For the radioactive decay model Q(t)=200(.86^t), divide the range of t values over which the quantity decrease to approximately 1/4 of its orginial amount into three equal segments. For each segment show that the ratio of the average rate of change of Q to the average value of Q over th interval is in fact bearly constant.......I am really lost when it comes to this problem....I am really not sure where to start....should I pluge 1/4 in for t?....and if so where do I go from there? Thanks.
Sketch a graph of Q vs. t. The basic points are (0, 200) and (1, 172); be sure you understand why. And the graph approaches the positive x axis as an asymptote.
The initial value is 200.
According to your graph how long does it take to fall to about 1/4 of that value?
If for example you found that it took from t = 0 to t = 36 to fall to about 1/4 of its original value (it doesn't take that long, but suppose it did), you would divide that interval into three equal segments, one from t = 0 to t = 12, one from t = 12 to t = 24 and one from t = 24 to t = 36.
For each interval you would find the rate of change of Q with respect to t: change in Q / change in t.
For each interval you would also find the approximate average value of Q. From finding the rates of change you will know the value of Q at the beginning and end of each interval.
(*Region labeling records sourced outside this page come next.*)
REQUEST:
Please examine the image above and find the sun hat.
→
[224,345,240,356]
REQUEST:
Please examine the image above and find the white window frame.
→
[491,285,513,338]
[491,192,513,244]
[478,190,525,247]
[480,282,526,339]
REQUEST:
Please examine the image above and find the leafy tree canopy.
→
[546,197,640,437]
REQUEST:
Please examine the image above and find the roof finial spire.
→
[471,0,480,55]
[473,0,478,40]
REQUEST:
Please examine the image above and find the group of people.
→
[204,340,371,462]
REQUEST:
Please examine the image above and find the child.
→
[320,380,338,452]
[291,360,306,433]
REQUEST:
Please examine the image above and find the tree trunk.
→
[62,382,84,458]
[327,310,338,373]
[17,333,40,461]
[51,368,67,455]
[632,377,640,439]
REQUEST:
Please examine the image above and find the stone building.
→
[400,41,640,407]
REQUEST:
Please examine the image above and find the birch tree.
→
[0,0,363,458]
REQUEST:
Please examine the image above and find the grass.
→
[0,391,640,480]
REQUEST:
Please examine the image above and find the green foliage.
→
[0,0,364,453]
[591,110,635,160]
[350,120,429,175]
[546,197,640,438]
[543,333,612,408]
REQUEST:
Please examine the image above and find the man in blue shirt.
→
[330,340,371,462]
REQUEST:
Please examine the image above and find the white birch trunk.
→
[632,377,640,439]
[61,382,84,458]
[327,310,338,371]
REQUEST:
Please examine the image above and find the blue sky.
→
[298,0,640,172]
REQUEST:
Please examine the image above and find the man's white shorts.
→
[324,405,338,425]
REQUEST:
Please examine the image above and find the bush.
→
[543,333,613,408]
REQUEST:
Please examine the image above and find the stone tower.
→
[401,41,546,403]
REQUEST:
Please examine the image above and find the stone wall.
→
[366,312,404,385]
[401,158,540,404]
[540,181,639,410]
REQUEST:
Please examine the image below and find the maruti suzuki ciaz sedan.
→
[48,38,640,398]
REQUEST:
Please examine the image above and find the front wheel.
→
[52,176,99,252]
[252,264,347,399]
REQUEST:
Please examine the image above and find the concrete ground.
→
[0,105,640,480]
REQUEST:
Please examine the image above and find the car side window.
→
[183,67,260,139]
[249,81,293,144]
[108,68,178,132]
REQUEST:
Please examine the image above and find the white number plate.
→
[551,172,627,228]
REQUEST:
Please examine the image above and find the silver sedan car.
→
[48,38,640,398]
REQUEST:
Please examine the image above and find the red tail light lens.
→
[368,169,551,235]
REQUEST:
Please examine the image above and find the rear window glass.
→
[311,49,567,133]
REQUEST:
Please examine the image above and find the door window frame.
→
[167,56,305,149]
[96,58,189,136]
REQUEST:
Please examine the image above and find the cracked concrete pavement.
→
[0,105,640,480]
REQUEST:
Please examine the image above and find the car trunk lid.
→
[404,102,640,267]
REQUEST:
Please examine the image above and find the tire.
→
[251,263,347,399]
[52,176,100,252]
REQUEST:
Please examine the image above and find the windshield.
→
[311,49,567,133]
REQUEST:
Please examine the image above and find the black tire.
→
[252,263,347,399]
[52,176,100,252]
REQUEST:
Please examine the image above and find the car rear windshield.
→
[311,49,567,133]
So you can reasonably estimate the average value of Q for each interval--the way the graph is shaped, the average value will be a little closer to the minimum value than the maximum value on each interval.
Once you have determined the average rate of change and the average value for each of the three intervals, you can find the ratio of the average rate of change to the average value for each of the three intervals. The ratio of A to B is A / B.